School of Public Health and Social Work, And Institute of Health and Biomedical Innovation, Queensland University of Technology, Brisbane, QLD, Australia.
Queensland Alliance for Environmental Health Sciences (QAEHS), University of Queensland, Brisbane, QLD, Australia.
Int J Hyg Environ Health. 2019 Apr;222(3):387-394. doi: 10.1016/j.ijheh.2019.03.004. Epub 2019 Mar 18.
Increased public awareness of PFAS contamination in Australia has resulted in serum biomonitoring efforts in individuals in potentially affected communities. However, population-based reference values for assessing whether individual results exceed the typical range in the Australian general population are not currently available.
Estimate population upper bound reference values based on updated serum PFAS concentrations in pooled samples from southeast Queensland, Australia and population variation observed in the US National Health and Nutrition Examination Survey (NHANES) datasets.
We calculated ratios of 95th percentile to arithmetic mean (P95:AM ratios) using data from the NHANES 2013-14 and 2015-16 cycle samples for frequently detected PFASs: PFOA, linear and branched PFOS, perfluorononanoate (PFNA), perfluorodecanoate (PFDA), and perfluorohexanesulfonate (PFHxS). We estimated Australian age-specific means for PFAS using pooled serum samples collected in 2014-15 and 2016-17. We used the P95:AM ratios to estimate 95th percentile concentrations in the Australian population based on the results of the 2016-17 pooled samples.
P95:AM ratios for each PFAS were similar across NHANES cycle and age group, so overall compound-specific ratios were estimated for PFOA (2.1), PFNA (2.4), PFDA (2.7), PFHxS (2.7), and linear (2.4) and summed PFOS (2.3). Australian mean PFAS concentrations continued previously reported declining trends. The estimated P95 values can be used as preliminary substitutes for more rigorous population reference values to identify samples with clearly elevated serum PFAS concentrations in Australian biomonitoring efforts. Given uncertainties and variability inherent in this evaluation, the estimated P95 values should be interpreted with caution. Mean and estimated P95 serum PFAS concentrations in Australia should continue to be monitored to document declining trends in population serum concentrations.
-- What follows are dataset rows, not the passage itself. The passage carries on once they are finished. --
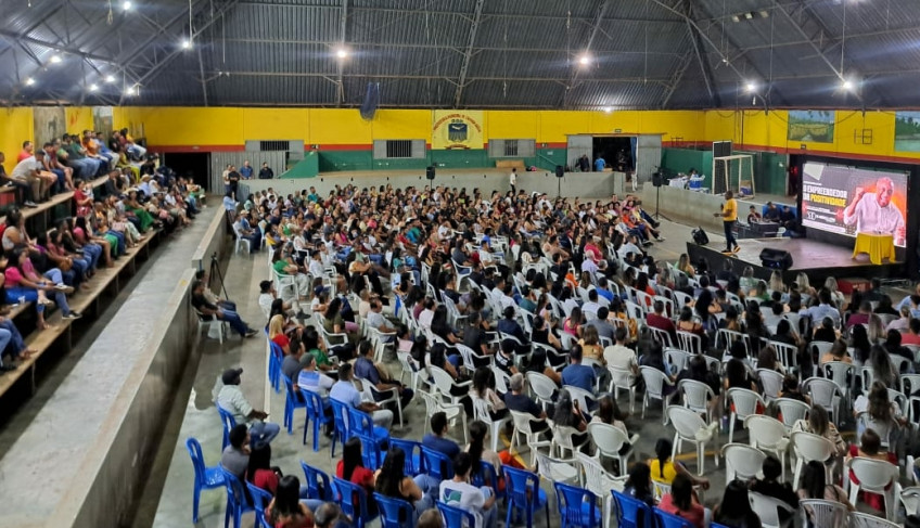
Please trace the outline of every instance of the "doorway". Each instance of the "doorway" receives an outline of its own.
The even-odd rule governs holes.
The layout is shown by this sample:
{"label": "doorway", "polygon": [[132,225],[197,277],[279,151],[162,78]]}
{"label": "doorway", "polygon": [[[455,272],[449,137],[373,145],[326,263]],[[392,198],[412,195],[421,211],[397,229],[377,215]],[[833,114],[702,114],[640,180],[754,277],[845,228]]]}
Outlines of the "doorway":
{"label": "doorway", "polygon": [[177,175],[189,178],[206,191],[210,191],[208,183],[210,181],[208,173],[210,170],[210,153],[169,153],[164,155],[163,163],[175,170]]}
{"label": "doorway", "polygon": [[604,158],[608,167],[618,172],[631,172],[636,169],[632,158],[632,138],[627,136],[595,136],[593,159]]}

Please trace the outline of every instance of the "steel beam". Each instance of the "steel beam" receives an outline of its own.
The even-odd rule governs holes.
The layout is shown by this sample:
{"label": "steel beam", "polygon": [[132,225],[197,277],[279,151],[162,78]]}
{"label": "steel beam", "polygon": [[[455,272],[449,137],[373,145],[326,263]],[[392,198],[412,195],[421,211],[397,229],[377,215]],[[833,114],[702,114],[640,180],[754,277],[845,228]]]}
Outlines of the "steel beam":
{"label": "steel beam", "polygon": [[467,72],[470,68],[470,61],[473,59],[473,47],[476,44],[476,34],[480,30],[480,24],[483,22],[483,5],[485,3],[485,0],[476,0],[476,7],[473,10],[473,21],[470,23],[470,39],[467,41],[467,51],[463,52],[463,64],[460,66],[457,90],[453,92],[455,108],[460,106],[463,88],[467,87]]}
{"label": "steel beam", "polygon": [[[588,34],[588,41],[585,44],[585,48],[582,50],[582,53],[588,53],[591,51],[591,44],[595,43],[595,39],[598,37],[598,31],[601,28],[601,22],[603,22],[603,16],[606,13],[606,9],[610,5],[610,0],[603,0],[600,5],[598,5],[598,11],[595,14],[595,20],[591,23],[591,33]],[[570,57],[571,60],[572,57]],[[579,68],[578,60],[576,59],[573,66],[572,72],[568,74],[568,82],[565,85],[565,89],[562,91],[562,98],[560,101],[560,106],[563,108],[568,105],[568,94],[572,93],[572,89],[575,88],[575,82],[578,80],[578,70]]]}

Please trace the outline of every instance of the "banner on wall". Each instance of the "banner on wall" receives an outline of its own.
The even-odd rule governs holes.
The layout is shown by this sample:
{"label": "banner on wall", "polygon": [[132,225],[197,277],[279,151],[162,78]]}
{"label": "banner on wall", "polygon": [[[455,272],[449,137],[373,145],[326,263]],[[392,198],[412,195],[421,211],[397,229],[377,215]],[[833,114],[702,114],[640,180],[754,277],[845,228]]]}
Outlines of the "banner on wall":
{"label": "banner on wall", "polygon": [[825,110],[789,111],[789,141],[833,143],[835,113]]}
{"label": "banner on wall", "polygon": [[482,149],[482,111],[434,111],[432,149]]}
{"label": "banner on wall", "polygon": [[920,112],[895,112],[894,150],[920,152]]}
{"label": "banner on wall", "polygon": [[806,163],[802,166],[802,223],[856,236],[891,233],[906,243],[907,173]]}

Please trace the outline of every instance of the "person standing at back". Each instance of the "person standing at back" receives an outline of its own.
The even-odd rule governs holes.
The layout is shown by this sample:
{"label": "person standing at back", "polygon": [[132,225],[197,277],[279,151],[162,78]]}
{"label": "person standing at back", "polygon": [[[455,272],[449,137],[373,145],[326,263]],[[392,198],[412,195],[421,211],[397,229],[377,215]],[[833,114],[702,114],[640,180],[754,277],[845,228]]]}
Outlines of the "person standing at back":
{"label": "person standing at back", "polygon": [[738,245],[738,241],[734,240],[734,232],[732,231],[734,222],[738,221],[738,202],[734,201],[731,191],[725,192],[725,204],[721,206],[721,213],[714,213],[713,216],[716,218],[721,217],[721,223],[725,227],[726,249],[721,253],[738,253],[741,247]]}

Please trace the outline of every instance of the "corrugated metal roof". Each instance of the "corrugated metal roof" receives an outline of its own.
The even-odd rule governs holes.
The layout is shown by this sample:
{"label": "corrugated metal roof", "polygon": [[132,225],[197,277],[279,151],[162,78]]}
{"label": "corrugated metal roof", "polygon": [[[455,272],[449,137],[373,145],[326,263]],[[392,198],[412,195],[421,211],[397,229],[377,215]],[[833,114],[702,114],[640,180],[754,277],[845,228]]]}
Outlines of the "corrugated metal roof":
{"label": "corrugated metal roof", "polygon": [[[711,70],[726,106],[746,99],[739,90],[749,80],[772,81],[772,105],[913,106],[917,2],[695,0],[689,13],[702,35],[691,40],[686,3],[669,10],[611,0],[595,28],[604,0],[485,1],[459,104],[660,107],[670,92],[668,107],[706,107],[713,100],[703,70]],[[102,1],[7,3],[0,100],[15,104],[117,101],[139,80],[135,103],[204,104],[204,70],[208,104],[337,105],[341,75],[346,105],[360,104],[367,83],[380,82],[384,106],[445,107],[455,104],[477,2],[194,0],[200,35],[184,52],[178,46],[189,31],[187,0],[136,0],[127,13],[115,2],[112,25]],[[212,18],[225,7],[226,16]],[[583,66],[592,31],[591,61]],[[344,61],[335,55],[343,39],[350,53]],[[694,41],[705,68],[688,52]],[[62,51],[65,63],[50,64]],[[841,68],[861,83],[861,102],[839,93]],[[116,82],[103,83],[107,75]],[[25,86],[27,77],[36,83]],[[101,89],[87,92],[91,83]]]}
由于公众对澳大利亚 PFAS 污染的认识不断提高,在可能受影响的社区中对个体进行血清生物监测的工作有所增加。然而,目前尚无用于评估个体结果是否超过澳大利亚普通人群典型范围的基于人群的参考值。
根据来自澳大利亚昆士兰州东南部的合并血清样本中更新的 PFAS 浓度和美国国家健康和营养检查调查(NHANES)数据集观察到的人群变异情况,估算人群上限参考值。
我们使用来自 NHANES 2013-14 和 2015-16 周期样本的经常检测到的 PFAS(PFOA、线性和支链 PFOS、全氟壬酸(PFNA)、全氟癸酸(PFDA)和全氟己烷磺酸(PFHxS))的第 95 百分位数与算术平均值之比(P95:AM 比值)计算数据。我们使用 2014-15 年和 2016-17 年收集的合并血清样本估计澳大利亚特定年龄的 PFAS 值。我们使用 P95:AM 比值,根据 2016-17 年合并样本的结果估算澳大利亚人群的第 95 百分位数浓度。
NHANES 周期和年龄组之间每种 PFAS 的 P95:AM 比值相似,因此为 PFOA(2.1)、PFNA(2.4)、PFDA(2.7)、PFHxS(2.7)和线性(2.4)和总和 PFOS(2.3)估算了特定化合物的比值。澳大利亚的平均 PFAS 浓度继续呈现先前报道的下降趋势。估计的 P95 值可作为更严格的人群参考值的初步替代品,以识别澳大利亚生物监测工作中血清 PFAS 浓度明显升高的样本。鉴于这种评估中固有的不确定性和可变性,应谨慎解释估计的 P95 值。澳大利亚的平均和估计的 P95 血清 PFAS 浓度应继续监测,以记录人群血清浓度的下降趋势。